Ректор окидывает меня ехидным и многозначительным взглядом. Но что именно хочет этим сказать — непонятно. Я фыркаю и испаряю букет. А-то как бы некоторые хмурые типы чего себе там не надумали.

Но в глубине души — радуюсь. По опыту знаю, что между тем, как ловишь букет, и собственной свадьбой обычно проходит не более полугода. Пытаюсь вызвать в памяти образ Анатоля, чтобы представить, как мы идём с ним по проходу, — и терплю фиаско. Потому что образ нежный поэта каждый раз идёт зыбью, и на его месте возникает самодовольная физиономия Хмуруса.

Впрочем, возникает она каждый раз, стоит мне только прикрыть ненадолго глаза или же перестать думать об обязанностях подружки невесты.

Поэтому я спешу уйти в бальный зал, чтобы руководить мероприятием. Все ждут весёлых конкурсов и других бесшабашных затей. Я охотно извлекаю их из недр памяти и демонстрирую почтенной публике.

Наконец настаёт очередь поздравлений. С пожеланиями совета да любви сменяют друг друга коллеги и студенты, родственники и друзья. Разумеется, после каждого поздравления молодожёнам приходится целоваться, но они, кажется, совсем не против такой традиции.

Тут выходит небольшая заминка, когда дух-отец решает поздравить дочь. Это мило и трогательно, но он не может сам держать микрофон. Мне приходится заставить оный парить перед его лицом.

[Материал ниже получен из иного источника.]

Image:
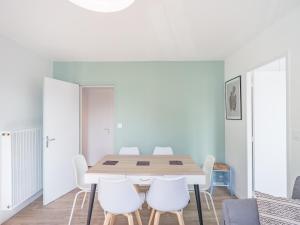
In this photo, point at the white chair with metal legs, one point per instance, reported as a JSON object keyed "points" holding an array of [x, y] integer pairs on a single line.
{"points": [[129, 151], [167, 195], [205, 189], [80, 168], [163, 151], [119, 197]]}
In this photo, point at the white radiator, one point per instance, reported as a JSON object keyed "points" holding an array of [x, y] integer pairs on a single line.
{"points": [[21, 166]]}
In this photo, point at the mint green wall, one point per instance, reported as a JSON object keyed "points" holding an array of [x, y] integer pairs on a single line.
{"points": [[161, 103]]}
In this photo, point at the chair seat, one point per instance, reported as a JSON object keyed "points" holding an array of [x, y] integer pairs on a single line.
{"points": [[204, 187]]}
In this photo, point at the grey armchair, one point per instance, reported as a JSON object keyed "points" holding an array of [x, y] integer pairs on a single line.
{"points": [[244, 211]]}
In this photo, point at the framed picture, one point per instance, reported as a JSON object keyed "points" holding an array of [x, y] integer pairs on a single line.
{"points": [[233, 99]]}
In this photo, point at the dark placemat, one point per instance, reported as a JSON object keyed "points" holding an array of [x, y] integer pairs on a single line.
{"points": [[110, 163], [143, 163], [175, 163]]}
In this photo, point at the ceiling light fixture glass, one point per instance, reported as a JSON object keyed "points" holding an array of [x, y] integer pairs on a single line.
{"points": [[105, 6]]}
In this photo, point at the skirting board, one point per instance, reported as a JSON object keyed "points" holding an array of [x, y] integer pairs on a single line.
{"points": [[5, 215]]}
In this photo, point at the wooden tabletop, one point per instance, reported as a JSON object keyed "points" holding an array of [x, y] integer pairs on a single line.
{"points": [[158, 165]]}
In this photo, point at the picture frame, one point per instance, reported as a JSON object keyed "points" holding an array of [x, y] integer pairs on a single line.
{"points": [[233, 98]]}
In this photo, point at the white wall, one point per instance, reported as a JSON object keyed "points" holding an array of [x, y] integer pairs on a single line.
{"points": [[21, 79], [282, 38]]}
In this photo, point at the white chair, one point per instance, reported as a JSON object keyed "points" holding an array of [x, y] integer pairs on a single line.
{"points": [[118, 196], [208, 169], [163, 151], [80, 168], [129, 151], [168, 195]]}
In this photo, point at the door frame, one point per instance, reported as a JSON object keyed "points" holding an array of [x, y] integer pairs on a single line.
{"points": [[81, 87], [249, 121]]}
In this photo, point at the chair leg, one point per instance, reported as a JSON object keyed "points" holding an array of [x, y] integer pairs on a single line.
{"points": [[180, 217], [138, 217], [73, 207], [213, 205], [157, 217], [130, 219], [112, 220], [207, 203], [83, 201], [107, 219], [151, 217]]}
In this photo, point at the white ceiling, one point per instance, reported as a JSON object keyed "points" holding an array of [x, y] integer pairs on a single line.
{"points": [[148, 30]]}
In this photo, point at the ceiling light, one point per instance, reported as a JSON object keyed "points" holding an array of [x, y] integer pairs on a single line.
{"points": [[103, 5]]}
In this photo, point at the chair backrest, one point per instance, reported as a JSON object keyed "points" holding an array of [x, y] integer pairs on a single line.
{"points": [[296, 191], [80, 168], [168, 194], [129, 151], [163, 151], [208, 167], [118, 196]]}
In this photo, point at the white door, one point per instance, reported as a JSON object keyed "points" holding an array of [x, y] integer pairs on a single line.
{"points": [[269, 129], [97, 122], [61, 137]]}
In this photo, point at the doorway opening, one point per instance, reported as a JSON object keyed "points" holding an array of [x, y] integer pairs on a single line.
{"points": [[267, 128], [97, 122]]}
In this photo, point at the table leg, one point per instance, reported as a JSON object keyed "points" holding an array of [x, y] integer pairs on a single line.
{"points": [[198, 201], [91, 203]]}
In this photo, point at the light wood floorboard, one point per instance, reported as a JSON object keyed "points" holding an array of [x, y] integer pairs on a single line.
{"points": [[58, 212]]}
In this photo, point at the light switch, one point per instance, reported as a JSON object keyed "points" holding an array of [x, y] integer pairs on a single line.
{"points": [[296, 135]]}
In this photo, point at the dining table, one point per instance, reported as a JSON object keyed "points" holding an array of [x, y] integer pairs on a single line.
{"points": [[142, 169]]}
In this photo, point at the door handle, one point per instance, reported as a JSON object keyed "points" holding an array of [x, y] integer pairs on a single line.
{"points": [[48, 140]]}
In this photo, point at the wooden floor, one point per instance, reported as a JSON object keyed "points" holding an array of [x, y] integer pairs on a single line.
{"points": [[57, 213]]}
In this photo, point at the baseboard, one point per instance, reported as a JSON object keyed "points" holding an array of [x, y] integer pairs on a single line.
{"points": [[7, 214]]}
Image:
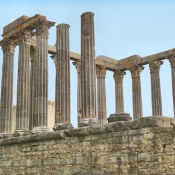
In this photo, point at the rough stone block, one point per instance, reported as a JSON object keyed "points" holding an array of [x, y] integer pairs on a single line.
{"points": [[142, 157]]}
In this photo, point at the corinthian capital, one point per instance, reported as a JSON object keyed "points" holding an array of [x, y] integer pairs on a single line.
{"points": [[42, 27], [8, 45], [136, 70], [101, 71], [118, 75], [155, 66], [24, 37], [172, 61]]}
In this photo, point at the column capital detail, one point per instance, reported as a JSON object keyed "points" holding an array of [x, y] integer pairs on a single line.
{"points": [[118, 75], [172, 61], [24, 37], [77, 65], [8, 45], [155, 66], [136, 70], [42, 27], [100, 71]]}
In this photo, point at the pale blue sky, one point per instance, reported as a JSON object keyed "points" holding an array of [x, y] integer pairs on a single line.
{"points": [[122, 28]]}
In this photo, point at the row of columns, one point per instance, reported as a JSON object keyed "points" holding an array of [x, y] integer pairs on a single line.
{"points": [[32, 85]]}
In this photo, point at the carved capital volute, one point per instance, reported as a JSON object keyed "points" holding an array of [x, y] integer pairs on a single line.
{"points": [[155, 66], [24, 37], [172, 61], [136, 70], [77, 65], [118, 75], [32, 53], [8, 45], [100, 71]]}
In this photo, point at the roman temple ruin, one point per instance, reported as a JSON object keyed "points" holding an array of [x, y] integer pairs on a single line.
{"points": [[118, 144]]}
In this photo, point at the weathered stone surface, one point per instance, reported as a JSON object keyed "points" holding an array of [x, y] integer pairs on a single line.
{"points": [[88, 122], [61, 126], [21, 132], [156, 88], [39, 129], [95, 150], [62, 64], [15, 23], [119, 117], [88, 70], [101, 94], [8, 47]]}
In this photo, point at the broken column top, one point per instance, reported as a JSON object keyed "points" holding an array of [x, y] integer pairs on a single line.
{"points": [[24, 22], [15, 23]]}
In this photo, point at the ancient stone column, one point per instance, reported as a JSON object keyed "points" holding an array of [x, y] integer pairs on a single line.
{"points": [[40, 123], [101, 94], [119, 100], [8, 47], [155, 88], [62, 92], [23, 84], [32, 85], [88, 71], [172, 62], [136, 91], [77, 64], [120, 115]]}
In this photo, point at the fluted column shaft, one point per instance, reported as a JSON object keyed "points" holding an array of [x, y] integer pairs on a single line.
{"points": [[136, 91], [88, 69], [62, 97], [119, 100], [41, 75], [8, 47], [23, 84], [172, 62], [101, 94], [155, 87], [77, 64], [32, 85]]}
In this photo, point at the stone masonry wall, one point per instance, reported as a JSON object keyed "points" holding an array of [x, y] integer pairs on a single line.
{"points": [[141, 147]]}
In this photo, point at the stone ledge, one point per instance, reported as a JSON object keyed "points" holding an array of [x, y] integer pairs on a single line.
{"points": [[145, 122]]}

Речь родителя врезается в память, и я с лёгкой завистью понимаю, что меня никогда никто не будет так напутствовать. У фей не бывает отцов.

А говорит он следующее:

— Каждый отец счастлив видеть свою крошку в свадебном наряде. Ведь девушки в этот день так по-особенному красивы. Милая моя Злоби, ты прекрасна. А ещё ты у меня большая умница. Но прошу тебя, если поссоришься с ним, — дух указывает на Галета, который подбирается и бледнеет, — не рассказывай мне. Вы потом договоритесь, и ты его простишь. А вот я — никогда.

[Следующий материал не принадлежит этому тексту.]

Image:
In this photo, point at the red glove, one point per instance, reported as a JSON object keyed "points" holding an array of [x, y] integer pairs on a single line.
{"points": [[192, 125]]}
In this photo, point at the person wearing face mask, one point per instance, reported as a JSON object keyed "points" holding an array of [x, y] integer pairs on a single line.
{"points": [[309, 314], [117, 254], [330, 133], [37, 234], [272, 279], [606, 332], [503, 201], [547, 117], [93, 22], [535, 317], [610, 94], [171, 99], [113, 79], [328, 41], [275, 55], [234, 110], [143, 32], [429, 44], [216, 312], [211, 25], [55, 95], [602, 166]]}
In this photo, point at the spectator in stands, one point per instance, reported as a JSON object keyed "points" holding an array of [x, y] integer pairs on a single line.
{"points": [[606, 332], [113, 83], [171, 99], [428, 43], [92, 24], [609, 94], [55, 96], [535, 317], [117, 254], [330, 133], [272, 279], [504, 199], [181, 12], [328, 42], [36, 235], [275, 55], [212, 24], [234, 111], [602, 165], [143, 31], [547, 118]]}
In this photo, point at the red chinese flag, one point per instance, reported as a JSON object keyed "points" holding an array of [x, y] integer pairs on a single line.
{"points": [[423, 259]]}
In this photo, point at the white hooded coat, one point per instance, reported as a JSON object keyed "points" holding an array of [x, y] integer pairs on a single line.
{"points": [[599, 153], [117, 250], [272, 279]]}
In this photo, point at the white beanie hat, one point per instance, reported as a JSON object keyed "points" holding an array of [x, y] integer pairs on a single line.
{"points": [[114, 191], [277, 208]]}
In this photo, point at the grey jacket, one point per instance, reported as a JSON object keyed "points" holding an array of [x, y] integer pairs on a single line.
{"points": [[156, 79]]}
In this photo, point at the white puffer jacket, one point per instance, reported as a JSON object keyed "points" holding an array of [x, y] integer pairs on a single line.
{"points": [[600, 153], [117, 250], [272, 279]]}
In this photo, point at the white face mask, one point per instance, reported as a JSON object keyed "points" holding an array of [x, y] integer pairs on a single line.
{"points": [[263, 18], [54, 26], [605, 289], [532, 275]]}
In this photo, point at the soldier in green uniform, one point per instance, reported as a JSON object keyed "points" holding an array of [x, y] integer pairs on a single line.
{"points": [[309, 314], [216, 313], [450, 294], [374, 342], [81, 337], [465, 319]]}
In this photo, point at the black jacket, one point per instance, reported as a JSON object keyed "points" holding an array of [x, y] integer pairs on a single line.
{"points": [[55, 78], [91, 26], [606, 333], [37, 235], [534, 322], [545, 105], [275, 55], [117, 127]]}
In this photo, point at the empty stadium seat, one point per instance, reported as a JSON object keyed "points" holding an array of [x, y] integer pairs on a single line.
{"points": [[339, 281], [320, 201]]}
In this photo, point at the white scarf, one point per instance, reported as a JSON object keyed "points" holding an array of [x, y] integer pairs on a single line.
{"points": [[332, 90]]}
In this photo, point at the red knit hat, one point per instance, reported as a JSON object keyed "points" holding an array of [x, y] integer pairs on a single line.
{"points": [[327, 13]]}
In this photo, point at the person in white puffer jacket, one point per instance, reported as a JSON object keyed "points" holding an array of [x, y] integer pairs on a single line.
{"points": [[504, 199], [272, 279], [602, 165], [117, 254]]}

Злобинда хлюпает носом и грозит испортить весь совершенный макияж, над которым мне пришлось целый час поколдовать.

Дух улыбается и поднимает вверх сжатую в кулак ладонь:

— Будь счастлива, милая. И проживи с Галетом такую же хорошую жизнь, как и мы с твоей мамой…

Злобинда уже ревёт по полной. Хорошо, что оратор догадывается на этой торжественной ноте испариться. А я, чтобы скорее развеять сгущающиеся тучи печали, открываю бал.

Конечно же, он начинается танцем жениха и невесты. Разумеется, вальсом. Галет, хоть толст и не очень проворен, но вальсирует весьма неплохо. Видимо, у любого короля танцы в крови.

По-настоящему меня удивляет Хмурус.

Как только объявляется второй тур, он оказывается рядом со мной и приглашает на танец.

— Раз уж я терплю это безобразие, — он широким жестом обводит веселящуюся толпу, — то должен получить свою порцию удовольствия.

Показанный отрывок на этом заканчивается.